Avec deux hurlements et quelques gargouillements, grand-père et le docteur fondent également en flaques de protoplasme incolore qui s’agite.
Je ne réalise pas l’énormité de ces pertes avant que la substance glisse sur mon propre pied.
Une douleur brûlante et sauvage s’étale dans tout mon corps, et je sais que c’est à cause des nanos qui divisent ma chair en molécules.
‘Cela ne peut pas être vrai’ est ma dernière pensée. Ce doit être un rêve.
Je me redresse d’un seul coup dans le lit. J’ai été réveillé soit par les morts horribles, soit en me rendant compte que je rêvais.
Il fait plus sombre dans ma chambre que dans le terrier d’un rat-taupe nu. En tâtonnant, je localise mon téléphone sur la table de nuit et j’allume l’écran.
Quand mes yeux s’adaptent et que je peux déchiffrer l’heure, je lutte contre l’envie de jeter le téléphone contre le mur. Ce serait comme de tuer le messager : brièvement thérapeutique, mais inutile. Il est trois heures du matin, l’heure du matin que j’aime le moins.
J’inspire profondément comme mon ex-petite amie obsédée par le yoga me l’avait appris et étonnamment, je me sens un peu plus calme. Je suppose que les choses ne sont pas si terribles. Si je me calme suffisamment pour me rendormir vite, je peux somnoler pendant encore cinq heures et sans doute toujours être fonctionnel pendant la journée.

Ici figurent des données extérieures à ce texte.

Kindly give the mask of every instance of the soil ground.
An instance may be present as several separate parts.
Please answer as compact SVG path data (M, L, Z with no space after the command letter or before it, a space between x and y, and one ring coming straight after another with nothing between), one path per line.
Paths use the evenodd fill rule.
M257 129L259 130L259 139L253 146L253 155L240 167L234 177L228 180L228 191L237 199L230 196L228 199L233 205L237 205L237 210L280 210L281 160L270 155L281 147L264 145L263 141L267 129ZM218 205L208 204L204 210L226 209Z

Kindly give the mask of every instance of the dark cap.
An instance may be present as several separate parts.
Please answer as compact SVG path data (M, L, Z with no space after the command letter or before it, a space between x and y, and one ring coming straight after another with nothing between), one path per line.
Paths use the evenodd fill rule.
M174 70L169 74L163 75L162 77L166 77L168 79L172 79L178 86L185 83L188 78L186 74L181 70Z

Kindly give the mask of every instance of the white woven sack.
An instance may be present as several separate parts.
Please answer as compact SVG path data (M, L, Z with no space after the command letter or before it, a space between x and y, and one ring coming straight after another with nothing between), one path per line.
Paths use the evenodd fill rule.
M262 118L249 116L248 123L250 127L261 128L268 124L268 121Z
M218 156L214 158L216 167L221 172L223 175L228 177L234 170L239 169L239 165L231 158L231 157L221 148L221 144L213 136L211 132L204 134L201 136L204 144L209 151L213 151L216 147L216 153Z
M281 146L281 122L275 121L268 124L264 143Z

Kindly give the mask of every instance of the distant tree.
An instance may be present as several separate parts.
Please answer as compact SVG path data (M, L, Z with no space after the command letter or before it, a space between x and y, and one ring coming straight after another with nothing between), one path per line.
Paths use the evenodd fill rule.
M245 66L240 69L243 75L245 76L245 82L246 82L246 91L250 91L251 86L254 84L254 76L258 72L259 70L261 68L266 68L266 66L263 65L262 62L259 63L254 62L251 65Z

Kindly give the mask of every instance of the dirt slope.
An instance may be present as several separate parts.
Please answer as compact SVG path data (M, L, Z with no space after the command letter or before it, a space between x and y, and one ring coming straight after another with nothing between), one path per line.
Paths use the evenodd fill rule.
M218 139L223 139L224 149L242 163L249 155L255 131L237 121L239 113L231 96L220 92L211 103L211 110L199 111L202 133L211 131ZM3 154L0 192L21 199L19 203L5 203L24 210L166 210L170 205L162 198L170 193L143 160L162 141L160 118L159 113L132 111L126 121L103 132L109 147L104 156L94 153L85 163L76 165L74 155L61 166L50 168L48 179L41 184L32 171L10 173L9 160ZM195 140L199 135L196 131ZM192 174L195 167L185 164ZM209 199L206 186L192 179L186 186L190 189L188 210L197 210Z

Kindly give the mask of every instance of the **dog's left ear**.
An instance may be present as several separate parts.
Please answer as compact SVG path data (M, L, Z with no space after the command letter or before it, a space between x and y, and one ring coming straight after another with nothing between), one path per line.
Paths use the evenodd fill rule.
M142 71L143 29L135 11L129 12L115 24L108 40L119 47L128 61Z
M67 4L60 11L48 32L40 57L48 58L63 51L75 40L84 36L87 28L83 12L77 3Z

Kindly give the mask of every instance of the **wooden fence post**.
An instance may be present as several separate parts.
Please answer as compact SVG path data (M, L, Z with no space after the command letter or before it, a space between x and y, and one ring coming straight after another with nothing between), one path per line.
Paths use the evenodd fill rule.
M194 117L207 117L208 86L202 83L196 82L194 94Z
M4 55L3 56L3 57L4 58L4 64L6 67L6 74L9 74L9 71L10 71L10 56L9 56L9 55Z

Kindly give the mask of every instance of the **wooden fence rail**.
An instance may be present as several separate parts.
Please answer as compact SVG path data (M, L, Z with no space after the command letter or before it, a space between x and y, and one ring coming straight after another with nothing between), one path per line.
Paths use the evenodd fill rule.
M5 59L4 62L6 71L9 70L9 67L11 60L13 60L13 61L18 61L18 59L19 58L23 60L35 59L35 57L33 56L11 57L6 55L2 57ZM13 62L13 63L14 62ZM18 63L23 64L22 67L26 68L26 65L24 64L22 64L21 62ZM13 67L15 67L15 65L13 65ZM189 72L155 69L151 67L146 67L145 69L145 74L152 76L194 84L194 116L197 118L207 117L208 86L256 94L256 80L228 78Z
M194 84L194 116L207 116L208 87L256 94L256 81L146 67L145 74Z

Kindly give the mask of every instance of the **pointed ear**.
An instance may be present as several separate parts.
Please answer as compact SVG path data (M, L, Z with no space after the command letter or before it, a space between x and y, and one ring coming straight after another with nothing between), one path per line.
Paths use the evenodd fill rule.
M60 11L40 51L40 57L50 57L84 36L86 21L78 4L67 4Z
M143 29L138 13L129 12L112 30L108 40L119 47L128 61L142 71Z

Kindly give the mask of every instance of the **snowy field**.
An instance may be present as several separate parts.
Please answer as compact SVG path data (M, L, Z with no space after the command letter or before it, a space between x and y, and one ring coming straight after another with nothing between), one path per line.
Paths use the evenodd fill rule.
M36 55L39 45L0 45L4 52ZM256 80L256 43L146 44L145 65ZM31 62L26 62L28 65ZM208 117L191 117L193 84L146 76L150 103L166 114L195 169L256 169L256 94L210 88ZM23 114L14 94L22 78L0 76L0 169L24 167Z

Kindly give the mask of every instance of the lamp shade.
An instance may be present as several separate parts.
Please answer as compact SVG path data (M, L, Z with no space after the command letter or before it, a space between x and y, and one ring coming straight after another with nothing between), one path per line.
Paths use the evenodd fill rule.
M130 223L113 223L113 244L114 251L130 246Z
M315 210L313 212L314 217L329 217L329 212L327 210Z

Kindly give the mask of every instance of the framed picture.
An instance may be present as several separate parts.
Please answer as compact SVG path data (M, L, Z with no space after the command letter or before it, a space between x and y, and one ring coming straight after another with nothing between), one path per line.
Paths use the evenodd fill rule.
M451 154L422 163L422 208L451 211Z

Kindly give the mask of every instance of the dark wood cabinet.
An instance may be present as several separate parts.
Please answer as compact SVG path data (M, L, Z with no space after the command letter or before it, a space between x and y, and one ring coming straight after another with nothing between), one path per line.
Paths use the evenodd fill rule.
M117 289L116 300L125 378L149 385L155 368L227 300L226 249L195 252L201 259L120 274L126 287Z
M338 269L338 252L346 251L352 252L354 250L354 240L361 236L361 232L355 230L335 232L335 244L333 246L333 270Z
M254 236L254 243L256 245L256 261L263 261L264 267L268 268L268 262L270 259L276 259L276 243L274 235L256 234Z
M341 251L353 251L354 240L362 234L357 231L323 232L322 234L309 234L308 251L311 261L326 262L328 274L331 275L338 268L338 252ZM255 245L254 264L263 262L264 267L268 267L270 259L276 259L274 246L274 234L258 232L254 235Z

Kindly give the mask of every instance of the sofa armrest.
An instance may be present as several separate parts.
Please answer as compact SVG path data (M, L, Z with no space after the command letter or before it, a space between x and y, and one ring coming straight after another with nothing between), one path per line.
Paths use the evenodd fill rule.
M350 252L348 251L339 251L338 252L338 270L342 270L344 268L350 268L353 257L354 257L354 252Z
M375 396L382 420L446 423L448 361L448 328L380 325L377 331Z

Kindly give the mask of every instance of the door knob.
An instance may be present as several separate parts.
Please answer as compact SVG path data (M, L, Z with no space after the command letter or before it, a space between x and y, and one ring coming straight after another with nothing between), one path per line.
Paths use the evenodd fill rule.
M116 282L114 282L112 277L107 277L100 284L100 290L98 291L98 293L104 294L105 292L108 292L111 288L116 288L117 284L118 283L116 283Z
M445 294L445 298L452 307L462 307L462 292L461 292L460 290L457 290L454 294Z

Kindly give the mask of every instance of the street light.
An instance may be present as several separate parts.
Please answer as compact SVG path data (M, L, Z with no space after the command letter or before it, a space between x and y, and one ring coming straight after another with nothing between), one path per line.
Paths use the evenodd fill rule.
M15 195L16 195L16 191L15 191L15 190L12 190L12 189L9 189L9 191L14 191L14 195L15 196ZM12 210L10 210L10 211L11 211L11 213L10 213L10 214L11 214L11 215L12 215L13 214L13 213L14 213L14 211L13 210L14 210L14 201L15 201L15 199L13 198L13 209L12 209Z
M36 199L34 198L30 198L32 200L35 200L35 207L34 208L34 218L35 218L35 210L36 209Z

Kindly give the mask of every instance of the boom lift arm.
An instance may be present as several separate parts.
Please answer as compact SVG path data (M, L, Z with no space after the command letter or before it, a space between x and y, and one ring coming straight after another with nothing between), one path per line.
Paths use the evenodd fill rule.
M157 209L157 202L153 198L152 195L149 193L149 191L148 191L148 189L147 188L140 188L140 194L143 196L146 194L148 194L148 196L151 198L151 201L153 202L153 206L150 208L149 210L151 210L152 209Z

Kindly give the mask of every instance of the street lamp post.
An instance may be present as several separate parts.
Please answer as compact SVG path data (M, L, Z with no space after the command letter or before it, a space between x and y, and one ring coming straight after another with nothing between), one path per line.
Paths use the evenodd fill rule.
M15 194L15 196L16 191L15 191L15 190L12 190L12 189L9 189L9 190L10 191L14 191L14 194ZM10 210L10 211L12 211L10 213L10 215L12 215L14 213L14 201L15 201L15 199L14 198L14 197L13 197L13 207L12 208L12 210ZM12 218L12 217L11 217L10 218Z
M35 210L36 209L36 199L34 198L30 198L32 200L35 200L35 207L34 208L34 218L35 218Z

Je me lève et je me rends à la salle de bains. L’air conditionné refroidit mon corps nu quand je marche alors, la première chose que je fais, c’est d’essuyer vigoureusement toute ma transpiration froide.
Ma respiration devient encore plus régulière.
Pendant que j’utilise les toilettes, je me reproche ma panique due au scénario improbable de ce rêve. Grand-père est mort depuis deux ans, et même en vie, il ne parlait pas un anglais impeccable – il ne parlait pas anglais du tout. En outre, les nanocytes que nous utilisons sur maman sont du type qui ne se réplique pas, ce qui est en partie la raison pour laquelle chaque dose est si effroyablement chère. Les nanotechnologies répliquantes du futur se construiront elles-mêmes à partir de matières premières, mais ce n’est pas le cas de ce lot expérimental. Enfin, la procédure d’injection n’est pas invasive et ne nécessite pas la présence d’un chirurgien, ni même d’un médecin. Ce cauchemar n’était que la manifestation de mes anxiétés irrationnelles.
Ce dont j’ai besoin maintenant, c’est de sommeil. Comme le dit un des proverbes russes préférés de ma famille : le matin est plus sage que le soir.
Je retourne au lit en bâillant et je m’endors une demi-seconde après que ma tête ait touché l’oreiller.